OK, so won’t actually generate a stack overflow error in SQL Server, but it makes for a good title. Some time ago I was asked to write a custom deferred revenue integration into GP. There were some quirks to their recognition schedule that prevented them from using the standard deferred revenue module.
For those of you not familiar with deferred revenue, here’s a quick primer. If you pay $24 for a 12 month magazine subscription, the publisher is not allowed to recognize and report to their stockholders the entire $24 when they receive it. They can only recognize revenue as they’ve delivered the service, in this case each magazine, to you. As such, they will recognize and report $2 in revenue each month.
OK, so how do you write a SQL statement that takes a set of rows and creates multiple rows from each individual row. Let’s say that we have a sales table, tblSales, that has an amount to be recognized, a starting month and a number of months to be recognized over as follows:
OrderNumber | Amount | StartingMonth | RecognitionMonths |
1 | $120.00 | 3/2010 | 3 |
2 | $257.00 | 2/2010 | 7 |
To make this easy, we’ll recognize the revenue equally over the number of months. Often revenue needs to be recognized according to the number of days in the month and take into account starting and ending dates that are mid-month. In this case we’ll use a simple model and simply need to return a dataset of 10 rows as follows:
OrderNumber | AmountRecognized | MonthRecognized |
1 | $40.00 | 3/2010 |
1 | $40.00 | 4/2010 |
1 | $40.00 | 5/2010 |
2 | $36.71 | 2/2010 |
2 | $36.71 | 3/2010 |
2 | $36.71 | 4/2010 |
2 | $36.71 | 5/2010 |
2 | $36.71 | 6/2010 |
2 | $36.71 | 7/2010 |
2 | $36.74 | 8/2010 |
So how, in a SQL statement, can we get from 2 rows to 10? As with any problem, I’m sure we could come up with any number of solutions using WHILE loops and table variables, but I’m going to use the opportunity to introduce recursion in SQL.
Recursion is a feature of the T-SQL Common Table Expression.

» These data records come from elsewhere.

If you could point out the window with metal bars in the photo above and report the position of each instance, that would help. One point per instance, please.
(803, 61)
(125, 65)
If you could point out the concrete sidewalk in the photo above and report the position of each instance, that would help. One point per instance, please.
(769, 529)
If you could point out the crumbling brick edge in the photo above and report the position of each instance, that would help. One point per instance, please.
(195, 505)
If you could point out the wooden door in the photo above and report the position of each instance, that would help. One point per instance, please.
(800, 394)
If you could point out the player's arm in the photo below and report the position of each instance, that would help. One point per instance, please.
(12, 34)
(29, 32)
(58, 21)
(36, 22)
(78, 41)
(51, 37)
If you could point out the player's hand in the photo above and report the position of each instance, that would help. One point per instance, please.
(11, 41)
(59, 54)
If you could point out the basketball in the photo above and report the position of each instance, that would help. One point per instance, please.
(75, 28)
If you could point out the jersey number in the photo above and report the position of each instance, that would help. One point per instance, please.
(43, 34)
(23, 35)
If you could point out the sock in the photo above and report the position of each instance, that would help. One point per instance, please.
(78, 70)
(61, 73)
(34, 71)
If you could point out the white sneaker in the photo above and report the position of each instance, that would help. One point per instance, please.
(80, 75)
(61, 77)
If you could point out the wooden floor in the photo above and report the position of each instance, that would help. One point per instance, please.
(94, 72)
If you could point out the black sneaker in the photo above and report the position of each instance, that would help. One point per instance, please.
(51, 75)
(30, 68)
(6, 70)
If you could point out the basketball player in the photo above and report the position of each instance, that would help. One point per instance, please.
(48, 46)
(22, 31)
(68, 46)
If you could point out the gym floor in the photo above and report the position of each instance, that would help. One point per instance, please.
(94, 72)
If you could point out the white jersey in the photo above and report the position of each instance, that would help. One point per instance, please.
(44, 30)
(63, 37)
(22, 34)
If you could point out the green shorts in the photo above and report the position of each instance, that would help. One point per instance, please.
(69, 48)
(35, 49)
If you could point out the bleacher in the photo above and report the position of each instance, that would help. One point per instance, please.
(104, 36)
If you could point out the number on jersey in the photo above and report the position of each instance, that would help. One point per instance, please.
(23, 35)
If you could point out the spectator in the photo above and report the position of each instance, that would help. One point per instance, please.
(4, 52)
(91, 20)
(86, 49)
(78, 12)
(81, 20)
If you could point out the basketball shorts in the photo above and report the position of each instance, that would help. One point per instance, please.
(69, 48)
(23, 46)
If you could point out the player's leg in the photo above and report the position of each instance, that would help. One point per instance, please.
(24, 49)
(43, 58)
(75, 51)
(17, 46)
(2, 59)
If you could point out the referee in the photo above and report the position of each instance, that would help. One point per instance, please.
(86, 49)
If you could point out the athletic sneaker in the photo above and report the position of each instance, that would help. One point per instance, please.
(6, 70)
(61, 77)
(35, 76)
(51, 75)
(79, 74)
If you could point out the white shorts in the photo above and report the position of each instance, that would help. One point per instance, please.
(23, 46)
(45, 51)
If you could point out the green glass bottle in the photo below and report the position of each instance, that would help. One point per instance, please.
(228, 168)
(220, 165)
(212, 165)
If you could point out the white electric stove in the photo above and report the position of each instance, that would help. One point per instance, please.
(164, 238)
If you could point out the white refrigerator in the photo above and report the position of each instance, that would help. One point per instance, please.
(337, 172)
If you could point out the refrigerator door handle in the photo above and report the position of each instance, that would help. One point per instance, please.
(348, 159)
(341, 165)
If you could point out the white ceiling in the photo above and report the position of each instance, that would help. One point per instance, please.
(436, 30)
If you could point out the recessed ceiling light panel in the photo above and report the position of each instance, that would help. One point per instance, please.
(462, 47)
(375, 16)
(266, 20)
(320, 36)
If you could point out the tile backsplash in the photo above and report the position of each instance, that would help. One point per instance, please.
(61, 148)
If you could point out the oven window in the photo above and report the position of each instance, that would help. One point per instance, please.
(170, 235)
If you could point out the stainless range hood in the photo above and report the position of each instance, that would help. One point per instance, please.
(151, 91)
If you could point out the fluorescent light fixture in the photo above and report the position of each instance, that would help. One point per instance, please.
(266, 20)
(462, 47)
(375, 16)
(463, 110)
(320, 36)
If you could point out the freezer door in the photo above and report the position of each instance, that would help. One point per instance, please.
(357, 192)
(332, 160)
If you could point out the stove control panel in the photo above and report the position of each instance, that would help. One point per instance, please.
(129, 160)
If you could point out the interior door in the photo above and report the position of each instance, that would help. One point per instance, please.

It is essentially a common table expression (CTE) that references itself. Let’s look at the following statement:
WITH DeferredRevenueEntries(
OrderNumber
,AmountRecognized
,MonthRecognized
,RecognitionMonths
,CurrentMonthIndex) AS
(
-- Anchor member
-- The anchor member creates the entry for the first month.
SELECT
OrderNumber
,AmountRecognized = Amount / RecognitionMonths
,MonthRecognized = StartingMonth
,RecognitionMonths
,1 AS CurrentMonthIndex
FROM tblSales
UNION ALL
-- Recursive member
-- Recurse one time for each additional month to be recognized
SELECT
OrderNumber
,AmountRecognized
,MonthRecognized = DATEADD(month, 1, MonthRecognized)
,RecognitionMonths
,CurrentMonthIndex = CurrentMonthIndex + 1
FROM DeferredRevenueEntries
WHERE CurrentMonthIndex < RecognitionMonths
)SELECT
OrderNumber
,AmountRecognized
,MonthRecognized
FROM DeferredRevenueEntries
ORDER BY
OrderNumber
,MonthRecognized
Here we’re defining a CTE, DeferredRevenueEntries. This is a UNION query. the first part of the union is called the anchor member. This is a SELECT statement against our source table, tblSales. This part of will return the first month rows for each of the sales records, with the amount to be recognized being the total amount divided by the number of months.
The second part is the recursive member. Note that the FROM clause is referencing the CTE itself. This will take the initial two records from the first part of the union, and keep returning them, adding one month each time. To make sure that we only return the number of records matching the number of months to be recognized, we add the field CurrentMonthIndex, increment it each time we recurse and make sure we only return records where the CurrentMonthIndex is less than the number of months to be recognized.
OK, so what happens if we forget to put in the WHERE clause in the recursive member? Will we in fact cause the aforementioned stack overflow? The answer is no. SQL is too smart for that. Instead you will recieve the following error:
Msg 530, Level 16, State 1, Line 1
The statement terminated. The maximum recursion 100 has been exhausted before statement completion.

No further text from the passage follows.